SNP and Scottish Greens inflict yet more cuts on Glasgow
Chris Sermanni – Glasgow City UNISON branch secretary (personal capacity)
Further pressure was piled on already beleaguered council services in Glasgow today as a joint SNP/Green budget was passed this week in the City Chambers.
Both Labour and Your Party also tabled budgets for consideration at the full council meeting.
Glasgow, like all other local authorities in Scotland, has borne the brunt of an unrelenting assault on council funding for more than 15 years. All of the main political parties in power at Westminster and Holyrood have a hand in this.
The Tories austerity agenda has continued under Starmer’s Labour government, who have proven beyond doubt that they are no friend of the working class. Both the SNP and Greens have handed this down with barely a whimper, content to say it will be different in an independent Scotland that they can’t deliver.
The headline figure was that the council had to deal with a £14.75m cut – much lower than had previously been anticipated.
The main reason for this was that they negotiated a one year ‘capitalisation’ deal with the Scottish Government that allowed them to borrow money against future capital spending and convert this to revenue. The main motivation for this was to mitigate the ongoing homeless accommodation costs for this year – estimated at £56m.
Glasgow, like other local authorities around the UK, has been given no financial support from either the UK or Scottish Government to support the increase in homeless spending that is a consequence of the accelerated asylum decision process.
This has meant that asylum seekers are processed more quickly and have to leave Home Office accommodation far sooner. Councils are expected to pick up this cost within their existing budgets. This is essentially a further attack on local government budgets and is an abdication of responsibility from first Westminster and then Holyrood.
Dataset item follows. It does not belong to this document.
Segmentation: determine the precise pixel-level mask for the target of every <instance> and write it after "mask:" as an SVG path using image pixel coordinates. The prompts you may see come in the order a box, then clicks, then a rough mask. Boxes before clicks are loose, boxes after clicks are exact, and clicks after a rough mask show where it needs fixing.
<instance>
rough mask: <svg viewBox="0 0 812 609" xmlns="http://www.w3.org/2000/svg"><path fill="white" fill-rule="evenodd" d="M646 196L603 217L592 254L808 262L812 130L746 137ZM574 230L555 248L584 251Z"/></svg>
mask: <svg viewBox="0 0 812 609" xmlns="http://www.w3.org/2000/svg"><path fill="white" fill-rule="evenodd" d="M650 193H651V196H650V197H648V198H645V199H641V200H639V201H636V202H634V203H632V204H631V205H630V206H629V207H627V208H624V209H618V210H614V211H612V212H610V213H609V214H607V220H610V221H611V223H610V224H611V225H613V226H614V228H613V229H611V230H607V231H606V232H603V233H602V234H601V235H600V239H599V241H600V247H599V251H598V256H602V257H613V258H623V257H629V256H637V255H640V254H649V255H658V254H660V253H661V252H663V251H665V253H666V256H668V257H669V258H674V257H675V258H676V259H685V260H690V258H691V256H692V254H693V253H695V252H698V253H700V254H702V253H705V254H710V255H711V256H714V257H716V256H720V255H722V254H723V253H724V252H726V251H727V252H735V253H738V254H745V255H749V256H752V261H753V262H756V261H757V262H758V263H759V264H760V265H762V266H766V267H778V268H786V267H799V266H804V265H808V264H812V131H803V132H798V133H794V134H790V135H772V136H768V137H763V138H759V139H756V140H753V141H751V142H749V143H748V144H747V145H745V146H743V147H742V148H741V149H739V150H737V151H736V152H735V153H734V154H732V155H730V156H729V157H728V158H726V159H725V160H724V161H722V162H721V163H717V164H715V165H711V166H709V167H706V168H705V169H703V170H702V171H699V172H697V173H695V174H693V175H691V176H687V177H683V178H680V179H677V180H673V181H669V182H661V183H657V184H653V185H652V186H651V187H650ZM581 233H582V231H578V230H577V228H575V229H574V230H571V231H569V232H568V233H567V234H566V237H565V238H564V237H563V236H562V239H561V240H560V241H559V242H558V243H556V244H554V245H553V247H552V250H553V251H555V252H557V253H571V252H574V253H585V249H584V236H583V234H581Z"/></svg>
Whilst the deal to mitigate these costs gives the council some ‘breathing space’, it does nothing to address the issue. Costs are expected to rise to around £70m next year and £91m the year after. The lack of available council housing, nor any meaningful building programme creates a further bottleneck leaving homeless applicants in unsuitable temporary accommodation for longer.
It is crucial to add that the £14.75m figure quoted does not include cuts to the Integrated Joint Board (IJB). Thr IJB is funded by both Glasgow City Council and the NHS. The board is responsible for decision making and administration of social care services for the council.
The IJB sets its budget later – in March – and the anticipated cut between GCC and NHS is £53m. The council’s share of this means that at even a conservative estimate, the real cuts to services in the city is at least double the £14.75m, likely more. The council were able to confirm that there will be no impact to jobs or services in the council this year – the same cannot be said for the IJB at this stage.
The final budget passed with a council tax increase of 5.9%, up from an initial estimate of 5%. This is likely due to a late decision to modestly increase funding to the IJB by £5.4m, which does not close the funding gap.
Council tax rises
The increase in council tax by 5.9% means that the people of Glasgow have seen their bills increase by a disgraceful 13.4% in two years.
A direct comparison with the COSLA pay award – 7.5% over the same period – underlines how councils give with one hand and remove with the other. These same workers – many of whom also live in the city – have already had to bear the brunt of multiple below inflation pay increases that has decimated the value of their salary.
Labour also proposed a budget of their own. Their councillors were quick to boast that their budget only increased council tax by 3.4% They were not so quick to boast that essentially moved cuts elsewhere. No measures in their budget addressed the issues with social care funding.
Your Party were the only other political group who tabled a budget for consideration. The Your Party councillors defected from the Greens last year, citing the role they had played in implementing cuts budgets at Holyrood and council level as a primary motivator for the switch.
The trade unions in Glasgow have had a consistent position of calling on politicians to set a one year no cuts budget to build a mass campaign with trade unions and community groups to win more funding for the city. This call had fallen on deaf ears until this year.
Your Party councillors engaged with the unions on their plans and indicated their willingness to put forward a no cuts budget. This engagement was welcome and a refreshing change to other parties who at best pass cuts with ‘a heavy heart’.
The budget proposed funding to investigate the feasibility of a 4 day working week with no loss of pay for council workers, for the return of council housing to Glasgow City Council and a working group seek to have services commissioned by the council brought back in house.
Unfortunately, the budget tabled on the day was not a no cuts budget. Initially, it proposed a 5% increase in council tax – later amended to 3.7% – and crucially failed to address IJB cuts.
Your Party councillors should continue to engage with trade unions to set a genuine no cuts budget. In doing so, councillors should fight any bureaucratic measures by officers that may stop them using any legitimate means to do so – including use of reserves.
Whilst some politicians may try and spin this as a ‘good budget’ as the cuts were not as severe as initially feared, it is anything but.
The continued onslaught decimating funding shows no signs of abating. Socialists in the city need to redouble their efforts to fight for the funding the city deserves. This includes standing trade union and socialist candidates for Holyrood and the council elections next year on a fighting no cuts platform.